SAMARINDA: Pemerintah Provinsi Kalimantan Timur membentuk Kelompok Kerja Mangrove Daerah (KKMD) sebagai langkah strategis merehabilitasi lebih dari 101 ribu hektare mangrove yang rusak akibat alih fungsi lahan.
Langkah ini diambil menyusul data Peta Mangrove Nasional 2023 yang mencatat Kaltim memiliki sekitar 352 ribu hektare ekosistem mangrove, namun sebagian besar telah mengalami degradasi karena aktivitas tambak, perkebunan, hingga permukiman.

Target rehabilitasi dipatok seluas 101.712 hektare, dengan pembiayaan dari APBD Kaltim, dukungan mitra pembangunan, serta sumber dana sah lain yang tidak mengikat.
Wakil Gubernur Kaltim, Seno Aji, menegaskan bahwa pembentukan KKMD bukan sekadar formalitas, melainkan komitmen nyata pemerintah untuk menjaga kelestarian ekosistem penting ini.
“Mangrove adalah benteng alami dari abrasi dan bencana iklim, juga menyimpan potensi karbon biru yang bisa memberi nilai tambah ekonomi. Kalau tidak kita jaga, kerugiannya dua kali lipat: ekosistem rusak dan ekonomi hilang,” ucap Seno saat mambuka Talkshow Hari Mangrove Sedunia di Pendopo Odah Etam, Selasa, 26 Agustus 2025.
Menurut Seno, tingkat keberhasilan rehabilitasi mangrove selama ini masih rendah. Dari pengalaman sebelumnya, hanya sekitar 30–40 persen penanaman yang berhasil tumbuh akibat bibit tidak sesuai atau diterjang gelombang.
“Kita butuh upaya ekstra, koordinasi kuat, dan keterlibatan semua pihak agar target rehabilitasi tercapai,” jelasnya.
KKMD dibentuk berdasarkan keputusan gubernur dan beranggotakan unsur pemerintah, akademisi, swasta, mitra pembangunan, LSM, serta media.
Kelompok ini bertugas mengidentifikasi kondisi ekosistem, menyinergikan program antar sektor, memfasilitasi penyelesaian masalah, mendorong data dasar mangrove, hingga memantau pelaksanaan rehabilitasi.
Rencana aksi KKMD mencakup perlindungan mangrove eksisting, pengembangan tambak ramah lingkungan melalui konsep smart silvofishery, penguatan pemasaran produk berbasis mangrove, hingga penanaman kembali kawasan kritis.
Data resmi menunjukkan ekosistem mangrove Kaltim tersebar di tujuh kabupaten, 46 kecamatan, dan 234 desa.

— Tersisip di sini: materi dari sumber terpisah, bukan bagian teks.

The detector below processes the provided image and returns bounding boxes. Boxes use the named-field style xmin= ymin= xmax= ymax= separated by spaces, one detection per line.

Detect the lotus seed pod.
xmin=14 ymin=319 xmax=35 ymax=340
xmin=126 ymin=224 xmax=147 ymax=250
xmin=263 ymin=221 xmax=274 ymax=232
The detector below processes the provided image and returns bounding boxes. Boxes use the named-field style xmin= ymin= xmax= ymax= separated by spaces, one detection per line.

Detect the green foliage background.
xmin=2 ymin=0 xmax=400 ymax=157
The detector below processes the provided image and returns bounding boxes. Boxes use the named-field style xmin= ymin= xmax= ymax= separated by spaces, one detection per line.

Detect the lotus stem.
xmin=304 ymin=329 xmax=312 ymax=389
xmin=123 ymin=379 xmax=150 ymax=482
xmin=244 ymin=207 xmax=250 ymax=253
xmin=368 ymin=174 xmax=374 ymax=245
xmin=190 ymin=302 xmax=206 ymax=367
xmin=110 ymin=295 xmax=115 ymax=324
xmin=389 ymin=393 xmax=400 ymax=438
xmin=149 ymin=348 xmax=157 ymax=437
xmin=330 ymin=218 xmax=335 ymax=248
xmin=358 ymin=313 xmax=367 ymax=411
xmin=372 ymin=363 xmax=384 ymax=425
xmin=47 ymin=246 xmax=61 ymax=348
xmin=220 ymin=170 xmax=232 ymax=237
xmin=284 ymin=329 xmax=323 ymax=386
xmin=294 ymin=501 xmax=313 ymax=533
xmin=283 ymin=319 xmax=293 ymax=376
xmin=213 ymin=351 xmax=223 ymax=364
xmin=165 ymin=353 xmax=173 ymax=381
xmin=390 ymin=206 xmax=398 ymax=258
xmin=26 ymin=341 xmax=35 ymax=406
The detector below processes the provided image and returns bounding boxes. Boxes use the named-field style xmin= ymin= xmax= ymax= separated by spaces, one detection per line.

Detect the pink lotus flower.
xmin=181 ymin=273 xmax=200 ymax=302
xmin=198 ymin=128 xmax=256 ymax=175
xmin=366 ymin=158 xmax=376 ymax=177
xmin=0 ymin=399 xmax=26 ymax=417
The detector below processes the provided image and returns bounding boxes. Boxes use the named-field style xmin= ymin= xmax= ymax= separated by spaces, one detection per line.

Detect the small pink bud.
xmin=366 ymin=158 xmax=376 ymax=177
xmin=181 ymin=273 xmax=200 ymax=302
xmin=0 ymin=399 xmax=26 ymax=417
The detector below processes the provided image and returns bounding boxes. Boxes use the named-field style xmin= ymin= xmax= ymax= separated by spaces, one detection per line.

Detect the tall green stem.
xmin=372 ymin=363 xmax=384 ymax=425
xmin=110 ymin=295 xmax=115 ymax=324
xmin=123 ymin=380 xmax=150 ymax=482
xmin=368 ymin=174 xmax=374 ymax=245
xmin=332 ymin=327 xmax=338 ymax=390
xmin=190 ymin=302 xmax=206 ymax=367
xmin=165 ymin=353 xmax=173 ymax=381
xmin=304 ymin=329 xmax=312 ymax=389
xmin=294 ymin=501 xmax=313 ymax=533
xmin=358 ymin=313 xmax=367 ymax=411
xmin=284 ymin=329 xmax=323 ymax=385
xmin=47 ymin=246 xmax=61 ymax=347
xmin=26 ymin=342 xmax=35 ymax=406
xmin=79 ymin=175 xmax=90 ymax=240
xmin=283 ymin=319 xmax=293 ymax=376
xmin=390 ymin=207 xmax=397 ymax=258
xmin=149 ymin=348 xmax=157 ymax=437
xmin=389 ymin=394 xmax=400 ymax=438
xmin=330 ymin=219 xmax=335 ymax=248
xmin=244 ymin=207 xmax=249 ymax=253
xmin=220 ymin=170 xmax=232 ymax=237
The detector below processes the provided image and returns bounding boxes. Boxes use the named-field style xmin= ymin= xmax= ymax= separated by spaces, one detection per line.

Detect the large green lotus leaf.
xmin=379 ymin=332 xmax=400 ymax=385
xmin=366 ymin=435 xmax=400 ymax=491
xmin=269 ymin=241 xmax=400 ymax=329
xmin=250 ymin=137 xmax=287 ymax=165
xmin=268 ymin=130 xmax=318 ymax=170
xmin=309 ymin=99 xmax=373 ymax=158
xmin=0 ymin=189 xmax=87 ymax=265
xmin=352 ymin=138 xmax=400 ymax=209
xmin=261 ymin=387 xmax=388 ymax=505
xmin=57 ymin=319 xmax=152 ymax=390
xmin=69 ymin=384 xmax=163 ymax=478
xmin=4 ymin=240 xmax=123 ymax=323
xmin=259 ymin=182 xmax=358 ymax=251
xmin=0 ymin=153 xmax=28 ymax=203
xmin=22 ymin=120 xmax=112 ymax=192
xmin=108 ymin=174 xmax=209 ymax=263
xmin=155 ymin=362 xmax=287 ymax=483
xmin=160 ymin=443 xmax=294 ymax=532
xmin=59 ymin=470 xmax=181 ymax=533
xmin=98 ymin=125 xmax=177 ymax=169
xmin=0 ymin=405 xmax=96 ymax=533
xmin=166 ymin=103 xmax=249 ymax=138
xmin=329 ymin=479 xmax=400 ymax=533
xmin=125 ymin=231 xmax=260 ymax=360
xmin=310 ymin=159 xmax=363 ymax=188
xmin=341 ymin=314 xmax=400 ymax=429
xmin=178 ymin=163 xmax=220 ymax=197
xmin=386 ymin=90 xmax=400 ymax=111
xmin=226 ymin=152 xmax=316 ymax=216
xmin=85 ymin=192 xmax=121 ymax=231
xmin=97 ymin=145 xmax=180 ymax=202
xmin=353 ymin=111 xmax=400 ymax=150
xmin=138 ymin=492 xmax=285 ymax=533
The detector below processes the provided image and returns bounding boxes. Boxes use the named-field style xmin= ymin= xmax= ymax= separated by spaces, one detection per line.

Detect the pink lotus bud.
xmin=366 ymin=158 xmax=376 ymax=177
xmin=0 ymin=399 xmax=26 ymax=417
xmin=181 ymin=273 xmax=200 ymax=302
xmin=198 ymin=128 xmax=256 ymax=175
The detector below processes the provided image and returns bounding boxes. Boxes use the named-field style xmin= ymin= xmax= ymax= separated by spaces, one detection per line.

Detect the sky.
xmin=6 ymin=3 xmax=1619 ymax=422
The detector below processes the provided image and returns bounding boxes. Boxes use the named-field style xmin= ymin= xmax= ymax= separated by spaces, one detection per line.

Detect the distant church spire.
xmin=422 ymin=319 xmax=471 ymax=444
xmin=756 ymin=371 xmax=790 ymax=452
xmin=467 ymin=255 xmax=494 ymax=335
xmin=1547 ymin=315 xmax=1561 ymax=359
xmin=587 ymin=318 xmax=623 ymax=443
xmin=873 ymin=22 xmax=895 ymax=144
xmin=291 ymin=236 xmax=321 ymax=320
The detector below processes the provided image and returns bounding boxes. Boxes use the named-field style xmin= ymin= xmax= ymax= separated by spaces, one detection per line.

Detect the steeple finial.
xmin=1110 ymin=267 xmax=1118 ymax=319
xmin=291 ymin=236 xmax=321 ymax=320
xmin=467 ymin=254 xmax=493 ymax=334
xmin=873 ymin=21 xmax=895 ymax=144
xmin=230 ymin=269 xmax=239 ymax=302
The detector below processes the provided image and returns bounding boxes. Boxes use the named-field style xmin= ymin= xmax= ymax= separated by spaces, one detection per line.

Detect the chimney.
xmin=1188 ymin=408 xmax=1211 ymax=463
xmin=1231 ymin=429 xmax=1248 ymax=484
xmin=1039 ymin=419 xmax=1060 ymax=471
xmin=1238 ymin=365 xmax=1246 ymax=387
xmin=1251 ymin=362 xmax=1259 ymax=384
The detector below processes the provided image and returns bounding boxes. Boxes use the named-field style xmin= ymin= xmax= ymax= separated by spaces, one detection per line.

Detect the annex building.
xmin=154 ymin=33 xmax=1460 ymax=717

Kutai Kartanegara menjadi wilayah dengan luasan terbesar, mencapai lebih dari 110 ribu hektare.
Namun, dalam dua dekade terakhir, kerusakan mangrove di Kaltim mencapai 38 ribu hektare. Dari angka itu, hampir separuh berubah menjadi tambak, 36,9 persen menjadi semak belukar, lima persen menjadi perkebunan, dan sisanya untuk kebutuhan lain.
Salah satu penyebab utama kerusakan adalah pembukaan tambak tradisional tanpa perencanaan yang matang. Banyak tambak akhirnya ditinggalkan karena tidak produktif.
“Kita dorong konsep tambak ramah lingkungan supaya masyarakat tetap bisa hidup dari tambak tanpa merusak mangrove,” tegas Seno.
Pembentukan KKMD Kaltim juga menindaklanjuti arahan nasional tentang perlindungan mangrove. Pemerintah pusat menekankan pengelolaan tidak hanya berfokus pada rehabilitasi, tetapi juga perlindungan kawasan eksisting, peningkatan kapasitas masyarakat, serta perubahan pola pengelolaan tambak.
Seno menegaskan, konservasi mangrove harus menjadi gerakan bersama.
“Ini urusan semua pihak, bukan hanya pemerintah. Kita harus kerja sama dengan akademisi, swasta, media, dan masyarakat. Dengan KKMD, koordinasi lebih solid dan target rehabilitasi bisa tercapai,” pungkasnya.